As a town of approximately 11,500 people that can draw as many as 9 million visitors per year, Branson faced unique issues in trying to balance the safety of residents and patrons against the needs of a tourist-dependent economy. Lebeck, who has spent much of his career as a prosecutor, said he approached it the way he would a trial.
“I looked at this like any other big project,” he said. “It’s not just me crafting the legal work. It’s getting the best facts, the best information that’s grounded in science and reality in front of that board [of aldermen].”
With Lebeck’s help, city officials enforced a partial shutdown of businesses in March and April and have now extended a mask mandate indefinitely. Throughout the process, Lebeck said he consulted with everyone from local medical officials to make sure he had good data to city attorneys in nearby Springfield to make sure each city’s measures were similar in scope.
“Our state government has made it very clear that this should be a local decision,” he said. “So the challenges are that we’re asking a board of aldermen — six people and a mayor that are doing this job essentially for free — to make these very, very hard health and safety decisions that affect business and affect the community.”
It’s been a unique and unforeseen challenge for Lebeck, who became the city’s attorney in 2018. Even before the pandemic struck, Lebeck found himself stretching into new areas of the law, handling or overseeing everything from land deals and approval of contracts to litigation.
“There’s a lot of people to keep happy in this job and make sure their needs are met,” he said. “If not, I serve no purpose in this position.”
After earning his law degree from the University of Missouri in 2002, Lebeck served as a public defender and a staff attorney for the juvenile office in Greene County before settling into a series of roles as a prosecutor in Greene, Christian and Taney counties.
Then in 2012, when he and his wife adopted a daughter, he moved to St. Louis to become corporate legal counsel for Karpel Solutions Inc., a software company that, among other applications, provides a case management system for prosecutors and criminal defense attorneys.

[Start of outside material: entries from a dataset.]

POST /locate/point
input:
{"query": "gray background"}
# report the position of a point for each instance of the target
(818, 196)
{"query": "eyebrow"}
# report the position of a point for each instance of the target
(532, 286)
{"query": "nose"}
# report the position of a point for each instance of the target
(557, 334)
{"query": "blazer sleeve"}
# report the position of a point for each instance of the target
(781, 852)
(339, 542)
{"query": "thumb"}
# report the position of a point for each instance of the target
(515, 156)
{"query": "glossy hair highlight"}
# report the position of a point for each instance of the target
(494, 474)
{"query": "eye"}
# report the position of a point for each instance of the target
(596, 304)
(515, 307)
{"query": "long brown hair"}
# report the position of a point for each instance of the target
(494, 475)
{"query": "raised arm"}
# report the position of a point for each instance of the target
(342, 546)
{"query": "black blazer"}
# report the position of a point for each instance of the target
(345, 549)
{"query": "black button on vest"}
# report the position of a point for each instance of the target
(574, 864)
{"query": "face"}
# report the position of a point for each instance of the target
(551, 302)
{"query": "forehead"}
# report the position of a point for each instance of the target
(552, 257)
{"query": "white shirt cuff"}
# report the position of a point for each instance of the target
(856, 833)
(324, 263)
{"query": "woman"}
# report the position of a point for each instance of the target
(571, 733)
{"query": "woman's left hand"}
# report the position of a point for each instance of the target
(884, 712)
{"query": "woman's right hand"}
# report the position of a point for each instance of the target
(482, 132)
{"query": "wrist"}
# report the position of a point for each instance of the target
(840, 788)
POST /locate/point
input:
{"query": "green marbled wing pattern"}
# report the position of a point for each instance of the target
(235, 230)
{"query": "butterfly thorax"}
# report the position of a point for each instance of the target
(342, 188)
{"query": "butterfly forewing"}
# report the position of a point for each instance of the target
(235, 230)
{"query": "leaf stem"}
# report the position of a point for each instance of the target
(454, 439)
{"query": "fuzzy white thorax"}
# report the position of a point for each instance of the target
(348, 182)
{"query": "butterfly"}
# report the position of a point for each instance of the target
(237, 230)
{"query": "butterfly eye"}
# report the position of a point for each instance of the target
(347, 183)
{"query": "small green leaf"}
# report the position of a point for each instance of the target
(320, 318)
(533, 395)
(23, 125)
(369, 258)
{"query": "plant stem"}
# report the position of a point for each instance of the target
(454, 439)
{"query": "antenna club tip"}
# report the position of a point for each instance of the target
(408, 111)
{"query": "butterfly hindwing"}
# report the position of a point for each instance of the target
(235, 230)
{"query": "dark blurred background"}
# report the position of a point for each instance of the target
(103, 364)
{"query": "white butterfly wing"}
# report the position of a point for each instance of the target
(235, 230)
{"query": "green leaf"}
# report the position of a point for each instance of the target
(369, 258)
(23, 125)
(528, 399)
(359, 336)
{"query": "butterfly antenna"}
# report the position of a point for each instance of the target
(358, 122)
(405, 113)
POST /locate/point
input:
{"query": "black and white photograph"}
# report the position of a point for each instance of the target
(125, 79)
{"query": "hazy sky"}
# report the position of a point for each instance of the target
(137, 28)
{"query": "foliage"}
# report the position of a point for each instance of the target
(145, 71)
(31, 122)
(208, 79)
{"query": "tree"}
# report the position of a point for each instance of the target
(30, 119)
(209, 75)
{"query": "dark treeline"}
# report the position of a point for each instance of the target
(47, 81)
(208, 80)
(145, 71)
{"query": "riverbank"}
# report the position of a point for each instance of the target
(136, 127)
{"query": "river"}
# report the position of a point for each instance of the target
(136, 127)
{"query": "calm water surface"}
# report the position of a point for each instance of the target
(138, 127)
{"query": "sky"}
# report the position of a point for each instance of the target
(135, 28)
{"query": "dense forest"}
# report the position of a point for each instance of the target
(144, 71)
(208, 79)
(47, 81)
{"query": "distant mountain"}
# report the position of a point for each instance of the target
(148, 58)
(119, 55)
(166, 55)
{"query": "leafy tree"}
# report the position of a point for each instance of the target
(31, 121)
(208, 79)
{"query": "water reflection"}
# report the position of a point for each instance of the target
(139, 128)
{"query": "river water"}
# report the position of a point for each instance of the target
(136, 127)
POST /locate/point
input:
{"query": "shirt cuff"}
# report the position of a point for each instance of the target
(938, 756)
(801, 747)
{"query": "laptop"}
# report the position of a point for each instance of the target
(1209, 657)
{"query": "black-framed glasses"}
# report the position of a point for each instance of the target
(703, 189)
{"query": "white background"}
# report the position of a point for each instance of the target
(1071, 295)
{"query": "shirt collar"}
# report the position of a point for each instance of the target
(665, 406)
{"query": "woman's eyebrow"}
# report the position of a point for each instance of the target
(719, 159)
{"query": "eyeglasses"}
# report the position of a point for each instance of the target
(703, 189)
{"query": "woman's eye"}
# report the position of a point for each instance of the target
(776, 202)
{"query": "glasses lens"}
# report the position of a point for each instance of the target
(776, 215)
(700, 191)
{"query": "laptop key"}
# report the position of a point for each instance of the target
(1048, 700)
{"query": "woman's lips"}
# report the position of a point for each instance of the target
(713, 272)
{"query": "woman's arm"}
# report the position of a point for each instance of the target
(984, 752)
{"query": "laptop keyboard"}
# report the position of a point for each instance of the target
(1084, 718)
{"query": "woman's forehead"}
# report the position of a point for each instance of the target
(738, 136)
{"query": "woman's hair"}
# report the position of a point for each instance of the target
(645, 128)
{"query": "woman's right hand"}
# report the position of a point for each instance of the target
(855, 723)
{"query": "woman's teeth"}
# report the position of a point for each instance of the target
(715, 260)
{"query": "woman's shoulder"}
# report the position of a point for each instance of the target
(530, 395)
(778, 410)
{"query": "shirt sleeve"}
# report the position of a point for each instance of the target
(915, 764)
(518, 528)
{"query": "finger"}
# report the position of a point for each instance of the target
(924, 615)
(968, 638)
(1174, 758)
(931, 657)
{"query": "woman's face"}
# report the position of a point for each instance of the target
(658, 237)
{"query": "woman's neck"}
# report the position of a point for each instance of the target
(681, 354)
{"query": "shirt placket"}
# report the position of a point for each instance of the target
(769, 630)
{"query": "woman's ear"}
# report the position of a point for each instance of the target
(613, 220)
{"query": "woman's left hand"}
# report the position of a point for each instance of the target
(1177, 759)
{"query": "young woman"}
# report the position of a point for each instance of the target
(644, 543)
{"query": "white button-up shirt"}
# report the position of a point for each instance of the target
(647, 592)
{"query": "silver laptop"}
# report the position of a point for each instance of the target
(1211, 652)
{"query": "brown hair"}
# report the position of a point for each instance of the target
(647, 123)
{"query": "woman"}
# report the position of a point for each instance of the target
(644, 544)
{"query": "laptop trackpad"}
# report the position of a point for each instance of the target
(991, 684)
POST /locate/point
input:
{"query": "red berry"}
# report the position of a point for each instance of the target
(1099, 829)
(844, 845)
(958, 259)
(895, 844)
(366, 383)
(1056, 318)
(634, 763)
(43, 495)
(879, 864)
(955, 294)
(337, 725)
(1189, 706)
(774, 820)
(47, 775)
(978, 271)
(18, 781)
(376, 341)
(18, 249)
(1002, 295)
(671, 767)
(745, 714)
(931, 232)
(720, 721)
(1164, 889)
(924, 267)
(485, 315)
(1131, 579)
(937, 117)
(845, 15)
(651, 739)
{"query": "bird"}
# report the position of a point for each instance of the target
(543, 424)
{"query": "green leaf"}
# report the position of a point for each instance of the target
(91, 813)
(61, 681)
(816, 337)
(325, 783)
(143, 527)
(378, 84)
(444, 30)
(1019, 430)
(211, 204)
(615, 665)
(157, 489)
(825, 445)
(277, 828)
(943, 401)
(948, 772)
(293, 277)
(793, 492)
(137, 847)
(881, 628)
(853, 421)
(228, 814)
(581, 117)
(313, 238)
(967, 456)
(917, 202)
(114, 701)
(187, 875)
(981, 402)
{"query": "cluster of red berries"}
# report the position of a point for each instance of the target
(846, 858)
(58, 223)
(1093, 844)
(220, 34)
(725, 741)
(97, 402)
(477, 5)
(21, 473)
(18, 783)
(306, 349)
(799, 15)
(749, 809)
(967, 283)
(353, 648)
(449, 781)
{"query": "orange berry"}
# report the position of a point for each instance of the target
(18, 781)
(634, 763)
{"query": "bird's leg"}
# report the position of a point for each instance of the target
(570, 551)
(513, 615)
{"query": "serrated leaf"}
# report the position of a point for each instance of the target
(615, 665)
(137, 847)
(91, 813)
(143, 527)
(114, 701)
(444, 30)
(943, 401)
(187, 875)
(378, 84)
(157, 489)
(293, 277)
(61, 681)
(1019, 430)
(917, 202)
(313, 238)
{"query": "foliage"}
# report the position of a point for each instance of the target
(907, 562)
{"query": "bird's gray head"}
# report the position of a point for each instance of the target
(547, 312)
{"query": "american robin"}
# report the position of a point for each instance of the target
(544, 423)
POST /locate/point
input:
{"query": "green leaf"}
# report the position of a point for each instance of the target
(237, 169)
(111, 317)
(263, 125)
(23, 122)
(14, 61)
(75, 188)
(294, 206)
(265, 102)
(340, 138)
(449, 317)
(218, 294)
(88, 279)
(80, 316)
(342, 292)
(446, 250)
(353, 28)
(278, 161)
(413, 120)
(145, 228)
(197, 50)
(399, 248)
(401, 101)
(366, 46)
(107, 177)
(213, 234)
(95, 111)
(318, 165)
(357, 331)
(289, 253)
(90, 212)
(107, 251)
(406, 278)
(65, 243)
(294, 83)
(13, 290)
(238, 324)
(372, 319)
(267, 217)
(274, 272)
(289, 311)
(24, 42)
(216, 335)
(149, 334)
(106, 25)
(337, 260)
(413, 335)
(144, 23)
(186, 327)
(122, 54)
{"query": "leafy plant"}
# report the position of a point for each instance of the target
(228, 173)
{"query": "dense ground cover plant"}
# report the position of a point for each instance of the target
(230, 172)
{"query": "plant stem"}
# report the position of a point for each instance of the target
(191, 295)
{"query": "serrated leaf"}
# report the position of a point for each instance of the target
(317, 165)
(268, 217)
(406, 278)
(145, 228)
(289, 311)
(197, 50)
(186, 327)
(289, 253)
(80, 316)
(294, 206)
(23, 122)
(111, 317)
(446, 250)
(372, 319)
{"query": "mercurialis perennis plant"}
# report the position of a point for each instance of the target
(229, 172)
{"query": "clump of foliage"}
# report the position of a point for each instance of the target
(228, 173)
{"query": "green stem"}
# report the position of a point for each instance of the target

In 2016, with the adoption of their son, Lebeck and his wife decided to move the growing family back to southwestern Missouri to be closer to family. Lebeck returned to his previous job as chief assistant prosecuting attorney in Taney County.
“They reactivated my old email address with the county, and I picked up right where I left off prosecuting cases,” he said.
But in short order, Branson’s previous city attorney was elected to be the county prosecutor. Lebeck was asked to apply for the resulting opening, which he wasn’t sure he wanted.
“I walked into the interview telling them I didn’t want the job, and they convinced me otherwise,” he said. “And here I sit. It’s been a rocket ship ever since.”